UW Emergency Management

December 6, 2016

Prepare in a year: Shelter-in-Place


Sometimes the best way to stay safe in an emergency is to get inside and stay put inside a building or a vehicle.

Get Inside, Stay Inside

  • Get inside – Bring your loved ones, your emergency supplies, and your pets.
  • Find a safe spot – The exact spot will depend on the type of emergency.
  • Stay put – until officials say that it is safe to leave.

Stay in Touch

Send a text message to your emergency contact. Let them know where you are, how you are doing, and if anyone in your family is not with you.

Continue to listen to the radio station or local TV stations for updates. Do not leave your shelter unless authorities have said it is safe.

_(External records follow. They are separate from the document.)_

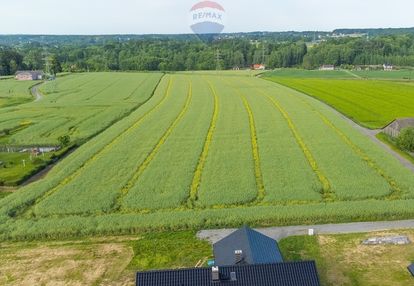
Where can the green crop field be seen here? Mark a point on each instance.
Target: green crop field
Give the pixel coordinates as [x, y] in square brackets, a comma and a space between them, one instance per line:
[210, 151]
[78, 105]
[14, 92]
[371, 103]
[301, 73]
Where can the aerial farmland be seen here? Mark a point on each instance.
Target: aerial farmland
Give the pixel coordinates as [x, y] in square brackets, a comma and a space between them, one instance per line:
[209, 150]
[205, 143]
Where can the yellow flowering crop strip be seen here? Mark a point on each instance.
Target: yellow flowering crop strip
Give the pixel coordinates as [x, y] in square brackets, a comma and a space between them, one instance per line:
[203, 157]
[396, 191]
[75, 174]
[326, 186]
[255, 150]
[140, 170]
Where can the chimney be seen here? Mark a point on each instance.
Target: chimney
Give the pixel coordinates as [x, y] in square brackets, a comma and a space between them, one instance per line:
[238, 256]
[215, 274]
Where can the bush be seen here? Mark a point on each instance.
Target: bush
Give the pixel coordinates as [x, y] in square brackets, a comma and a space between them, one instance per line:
[406, 139]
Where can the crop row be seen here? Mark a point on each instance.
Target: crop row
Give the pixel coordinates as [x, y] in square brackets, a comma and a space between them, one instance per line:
[142, 167]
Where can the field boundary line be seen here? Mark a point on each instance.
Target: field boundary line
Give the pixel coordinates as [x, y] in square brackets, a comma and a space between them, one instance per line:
[396, 191]
[94, 157]
[105, 88]
[195, 184]
[327, 193]
[138, 86]
[142, 167]
[261, 193]
[260, 188]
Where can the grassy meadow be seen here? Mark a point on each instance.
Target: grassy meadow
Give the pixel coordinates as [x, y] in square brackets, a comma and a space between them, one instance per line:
[78, 105]
[112, 260]
[212, 151]
[342, 260]
[371, 103]
[14, 92]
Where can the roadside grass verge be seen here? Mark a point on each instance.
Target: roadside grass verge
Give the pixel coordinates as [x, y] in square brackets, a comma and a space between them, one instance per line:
[391, 143]
[342, 260]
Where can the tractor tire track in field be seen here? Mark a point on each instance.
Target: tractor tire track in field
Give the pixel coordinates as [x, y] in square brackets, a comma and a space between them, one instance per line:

Staying Put in Your Vehicle or Public Transportation

In some emergencies, you might be in between work and home or another destination and it is safer to stay in your vehicle or on public transportation than to continue driving/ riding. If you are very close to home, work or a public building go there immediately and go inside. If you can’t get indoors quickly and safely:

  • Pull over to the side of the road – stop in a safe location.
  • Stay where you are – until officials have said it is safe to get back on the road.
  • Listen to the radio and social media for updates and additional instructions – even after it is safe to start driving again continue to listen to the radio and follow any additional instructions from officials.

Sealing a Room

In some types of emergencies, you will need to stop outside air from coming inside. If officials tell you to “seal the room”, you need to:

  • shelter_in_place-seal-roomTurn off things that move air, like fans and air conditioners.
  • Get yourself and anyone with you and pets inside one room that you can easily seal off, and bring your emergency supplies with you if they are close.
  • Block air from entering the room you are in.
  • Listen to radio stations, local TV stations, and social media for further instructions.